Wednesday, January 6, 2010

Real Estate and Tax Issues (Part 1)

At some point the economy will pick back up and real estate will again be an attractive investment (if it is not already). There are several different possible tax considerations that you should understand before you jump (back) into the real estate market.

Second Home Only

If you have purchased a second home and do not intend to rent it out, you are entitled to deduct the real estate taxes and mortgage interest you paid on this residence. These deductions are claimed on Schedule A in the same manner that the deductions for your personal residence are claimed. You are not entitled to claim deductions for any repairs or maintenance, or depreciation, although any capital expenditures (such as for repairs or maintenance) can be added to your cost basis and used to reduce the overall gain (or increase the loss) if and when you sell the property.

Property Used As A Rental

In this large category, you will obtain the most favorable tax breaks available to holders of real property. There are a few possibilities and these depend upon the amount of time that you personally use the property for non-rental uses.

No Personal Use Time

If you did not use the property for your own personal use (other than making repairs, painting, etc.), you will find yourself in the most favorable tax situation. All rental income and expenses, including advertising, repairs, interest, taxes, utilities, dues, etc. are deductible. However, the most favorable deduction is depreciation. This will, in many cases, cause the rental property to show a tax loss for the year, as this is not an out-of-pocket expense but rather is a “paper” tax deduction.

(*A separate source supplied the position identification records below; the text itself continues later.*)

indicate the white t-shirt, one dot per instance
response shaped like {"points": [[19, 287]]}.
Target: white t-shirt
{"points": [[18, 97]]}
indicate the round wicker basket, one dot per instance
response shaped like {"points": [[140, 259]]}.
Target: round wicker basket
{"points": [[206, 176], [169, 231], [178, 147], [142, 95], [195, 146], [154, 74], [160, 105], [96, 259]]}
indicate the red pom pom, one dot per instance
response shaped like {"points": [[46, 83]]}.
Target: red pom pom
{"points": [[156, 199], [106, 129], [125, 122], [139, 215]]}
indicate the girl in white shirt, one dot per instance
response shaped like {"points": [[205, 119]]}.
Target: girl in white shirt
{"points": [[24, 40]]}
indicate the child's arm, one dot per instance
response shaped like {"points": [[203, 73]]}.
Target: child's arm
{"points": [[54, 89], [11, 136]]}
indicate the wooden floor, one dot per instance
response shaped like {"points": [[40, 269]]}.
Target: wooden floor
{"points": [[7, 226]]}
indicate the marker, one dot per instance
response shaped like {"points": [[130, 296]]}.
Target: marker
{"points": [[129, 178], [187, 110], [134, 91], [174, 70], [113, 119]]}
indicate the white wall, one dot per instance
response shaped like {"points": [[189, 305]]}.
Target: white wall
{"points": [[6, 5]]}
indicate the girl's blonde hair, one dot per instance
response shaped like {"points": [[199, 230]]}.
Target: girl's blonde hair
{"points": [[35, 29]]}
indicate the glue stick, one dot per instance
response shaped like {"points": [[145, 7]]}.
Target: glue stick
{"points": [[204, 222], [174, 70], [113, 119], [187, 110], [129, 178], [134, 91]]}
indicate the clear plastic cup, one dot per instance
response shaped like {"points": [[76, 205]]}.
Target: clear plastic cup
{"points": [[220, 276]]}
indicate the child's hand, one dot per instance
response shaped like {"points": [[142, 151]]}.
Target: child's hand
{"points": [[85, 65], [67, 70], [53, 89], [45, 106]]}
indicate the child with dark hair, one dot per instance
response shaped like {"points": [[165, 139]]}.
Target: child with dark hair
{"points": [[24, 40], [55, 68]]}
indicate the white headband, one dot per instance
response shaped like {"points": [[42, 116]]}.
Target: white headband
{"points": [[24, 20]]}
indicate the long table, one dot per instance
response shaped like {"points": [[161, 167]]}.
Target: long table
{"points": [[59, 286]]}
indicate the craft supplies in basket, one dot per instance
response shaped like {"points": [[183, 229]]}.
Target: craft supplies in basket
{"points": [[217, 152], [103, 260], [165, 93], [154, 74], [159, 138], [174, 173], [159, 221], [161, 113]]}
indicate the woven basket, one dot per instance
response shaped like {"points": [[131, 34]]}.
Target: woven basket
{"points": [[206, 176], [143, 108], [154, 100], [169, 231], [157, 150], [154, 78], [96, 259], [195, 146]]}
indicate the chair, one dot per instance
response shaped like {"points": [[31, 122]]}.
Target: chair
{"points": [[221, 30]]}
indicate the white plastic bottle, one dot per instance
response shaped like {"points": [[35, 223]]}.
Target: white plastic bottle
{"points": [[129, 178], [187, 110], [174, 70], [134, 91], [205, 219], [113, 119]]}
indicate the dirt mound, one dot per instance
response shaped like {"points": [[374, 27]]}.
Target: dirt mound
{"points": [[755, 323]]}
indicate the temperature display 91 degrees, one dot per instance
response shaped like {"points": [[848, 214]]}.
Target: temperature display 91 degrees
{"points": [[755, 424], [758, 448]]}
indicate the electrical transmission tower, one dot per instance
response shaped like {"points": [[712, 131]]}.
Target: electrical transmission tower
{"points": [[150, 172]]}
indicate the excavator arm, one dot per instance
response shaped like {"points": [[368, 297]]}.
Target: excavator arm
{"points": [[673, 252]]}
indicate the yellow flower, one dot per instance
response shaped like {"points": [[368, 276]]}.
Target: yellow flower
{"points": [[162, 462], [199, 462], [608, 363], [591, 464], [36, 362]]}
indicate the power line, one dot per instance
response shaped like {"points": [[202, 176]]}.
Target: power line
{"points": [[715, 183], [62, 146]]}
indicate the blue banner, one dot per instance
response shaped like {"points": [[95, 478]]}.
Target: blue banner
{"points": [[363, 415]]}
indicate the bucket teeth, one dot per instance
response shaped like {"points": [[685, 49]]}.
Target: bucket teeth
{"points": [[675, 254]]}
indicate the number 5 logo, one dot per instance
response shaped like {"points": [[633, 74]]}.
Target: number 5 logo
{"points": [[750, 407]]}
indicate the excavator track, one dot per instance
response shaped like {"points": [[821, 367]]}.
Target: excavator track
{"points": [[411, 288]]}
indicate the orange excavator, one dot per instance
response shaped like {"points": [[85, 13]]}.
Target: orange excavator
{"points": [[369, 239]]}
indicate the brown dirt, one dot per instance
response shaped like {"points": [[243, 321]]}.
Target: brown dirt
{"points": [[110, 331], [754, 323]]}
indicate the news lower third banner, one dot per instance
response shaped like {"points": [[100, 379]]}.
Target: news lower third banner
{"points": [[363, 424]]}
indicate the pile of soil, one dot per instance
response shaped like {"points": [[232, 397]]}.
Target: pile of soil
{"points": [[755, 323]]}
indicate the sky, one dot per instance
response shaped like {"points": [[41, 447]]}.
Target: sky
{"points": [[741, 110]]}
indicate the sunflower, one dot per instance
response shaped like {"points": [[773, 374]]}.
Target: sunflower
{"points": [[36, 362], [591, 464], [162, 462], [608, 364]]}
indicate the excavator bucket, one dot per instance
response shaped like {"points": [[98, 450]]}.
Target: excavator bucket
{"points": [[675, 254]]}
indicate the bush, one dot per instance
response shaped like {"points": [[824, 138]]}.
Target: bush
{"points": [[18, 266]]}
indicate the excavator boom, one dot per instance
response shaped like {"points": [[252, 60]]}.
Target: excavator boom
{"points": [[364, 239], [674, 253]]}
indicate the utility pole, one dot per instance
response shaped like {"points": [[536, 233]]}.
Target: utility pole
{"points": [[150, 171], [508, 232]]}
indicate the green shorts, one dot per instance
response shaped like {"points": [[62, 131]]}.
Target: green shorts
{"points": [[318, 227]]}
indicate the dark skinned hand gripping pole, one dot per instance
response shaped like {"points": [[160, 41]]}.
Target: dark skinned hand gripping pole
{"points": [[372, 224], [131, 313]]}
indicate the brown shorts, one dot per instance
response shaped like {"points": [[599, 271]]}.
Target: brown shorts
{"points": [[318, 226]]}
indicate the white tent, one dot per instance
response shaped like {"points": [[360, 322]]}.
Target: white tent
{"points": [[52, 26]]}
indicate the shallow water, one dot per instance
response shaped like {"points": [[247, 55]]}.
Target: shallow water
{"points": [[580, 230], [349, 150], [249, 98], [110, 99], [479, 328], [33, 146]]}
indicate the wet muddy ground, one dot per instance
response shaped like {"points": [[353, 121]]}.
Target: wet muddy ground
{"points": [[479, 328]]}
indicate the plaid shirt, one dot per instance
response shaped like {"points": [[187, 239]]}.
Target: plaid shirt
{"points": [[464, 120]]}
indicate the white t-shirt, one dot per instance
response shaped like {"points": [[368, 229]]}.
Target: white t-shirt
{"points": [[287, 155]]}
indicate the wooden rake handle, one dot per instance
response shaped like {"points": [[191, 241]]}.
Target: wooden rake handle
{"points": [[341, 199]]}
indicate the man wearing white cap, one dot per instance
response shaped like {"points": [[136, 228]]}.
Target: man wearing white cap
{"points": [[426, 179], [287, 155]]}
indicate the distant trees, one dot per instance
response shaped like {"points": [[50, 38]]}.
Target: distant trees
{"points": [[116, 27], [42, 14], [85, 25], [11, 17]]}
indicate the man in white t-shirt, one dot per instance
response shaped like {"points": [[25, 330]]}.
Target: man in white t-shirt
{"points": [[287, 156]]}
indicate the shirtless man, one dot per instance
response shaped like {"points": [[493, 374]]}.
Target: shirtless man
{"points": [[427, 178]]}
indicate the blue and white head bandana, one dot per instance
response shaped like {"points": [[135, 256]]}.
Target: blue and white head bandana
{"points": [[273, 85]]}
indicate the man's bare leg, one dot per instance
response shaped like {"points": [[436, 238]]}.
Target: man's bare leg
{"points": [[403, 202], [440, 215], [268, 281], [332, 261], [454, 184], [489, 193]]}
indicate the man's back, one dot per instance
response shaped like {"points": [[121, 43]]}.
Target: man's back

There are special rules for rental property losses, as rental properties are considered to be a “passive activity” in most cases and, as such, there are limitations on the amount of the loss that you are entitled to deduct.

In general, the maximum loss permitted in any given year is $25,000, and this loss is permitted only if your total income for 2009 is less than $100,000. If your income is between $100,000 and $150,000, the loss is reduced and for any income above $150,000, there is no loss permitted. However, if you are unable to use a loss due to your income, this loss can be carried forward until your income does permit you to use it. Thus, you do not lose this valuable tax loss but instead must wait for the right time to be able to claim it. This assumes you do NOT qualify as a real estate professional (no limits for a RE pro). If your property is treated as a rental property for tax purposes, all income and expenses are reported on Schedule E of your tax return.